Charles raconte aussi ses astuces pour calmer sa fille: utiliser le porte-bébé pour écrire un mail pendant que sa femme prend sa douche, déambuler en poussette en téléphonant à un collègue. «C’est sportif mais j’arrive maintenant à la consoler lorsqu’elle a mal au ventre!» explique ce jeune homme qui conjugue confiance en ses compétences paternelles et multitasking.
En ce qui concerne ses tâches professionnelles, il affirme qu’il se sent très efficace bien qu’à distance du bureau et que la souplesse de l’organisation lui permet de gagner du temps, qu’il consacre à sa famille. Il ajoute que cette étape de la vie est essentielle et qu’il se sent rassuré de pouvoir concilier son travail et son rôle de père avec une organisation adaptée et un niveau de stress contrôlé. Il imagine cependant retourner bientôt au travail pour maintenir des liens sociaux essentiels à son équilibre privé et professionnel.

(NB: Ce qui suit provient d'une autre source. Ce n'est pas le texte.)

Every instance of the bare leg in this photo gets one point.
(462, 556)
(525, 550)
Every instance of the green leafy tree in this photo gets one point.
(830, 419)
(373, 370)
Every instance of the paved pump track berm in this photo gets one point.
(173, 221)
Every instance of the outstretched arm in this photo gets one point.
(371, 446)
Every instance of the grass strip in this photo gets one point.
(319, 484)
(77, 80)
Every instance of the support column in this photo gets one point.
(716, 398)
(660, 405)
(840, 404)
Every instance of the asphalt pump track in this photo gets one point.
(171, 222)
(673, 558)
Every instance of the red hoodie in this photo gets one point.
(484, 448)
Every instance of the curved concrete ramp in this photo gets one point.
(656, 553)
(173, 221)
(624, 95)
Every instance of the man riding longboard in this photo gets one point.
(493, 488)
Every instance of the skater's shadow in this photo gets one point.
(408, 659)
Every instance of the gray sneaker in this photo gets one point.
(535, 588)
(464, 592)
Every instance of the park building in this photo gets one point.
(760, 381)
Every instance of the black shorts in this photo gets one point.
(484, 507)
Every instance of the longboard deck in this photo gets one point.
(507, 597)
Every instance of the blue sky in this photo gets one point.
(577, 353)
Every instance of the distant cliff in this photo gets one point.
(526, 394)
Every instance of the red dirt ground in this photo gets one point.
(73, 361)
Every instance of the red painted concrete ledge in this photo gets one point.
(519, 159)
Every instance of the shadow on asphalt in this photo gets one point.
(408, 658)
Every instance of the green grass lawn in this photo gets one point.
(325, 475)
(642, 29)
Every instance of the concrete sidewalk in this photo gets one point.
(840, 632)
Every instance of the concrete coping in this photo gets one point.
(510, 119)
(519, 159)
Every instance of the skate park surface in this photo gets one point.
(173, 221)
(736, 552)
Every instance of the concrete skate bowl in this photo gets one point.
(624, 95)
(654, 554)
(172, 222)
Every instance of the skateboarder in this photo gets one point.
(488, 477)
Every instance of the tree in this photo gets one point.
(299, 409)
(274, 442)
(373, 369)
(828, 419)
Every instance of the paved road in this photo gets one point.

Comme tout nouveau métier, celui de père s’acquiert avec de l’expérience et il est normal d’accorder du temps aux hommes pour prendre leur place au sein de la famille. Existe-t-il un modèle parfait qui soit compatible avec les exigences professionnelles actuelles tout en facilitant l’égalité des tâches? Un congé paternité plus long? Un congé parental à partager au sein du couple? Rien n’est certain mais il est plus que jamais évident que les hommes ont besoin de flexibilité pour concilier leur travail et leur vie de famille sur le long terme et c’est ce que leur offre le télétravail à moindre coût.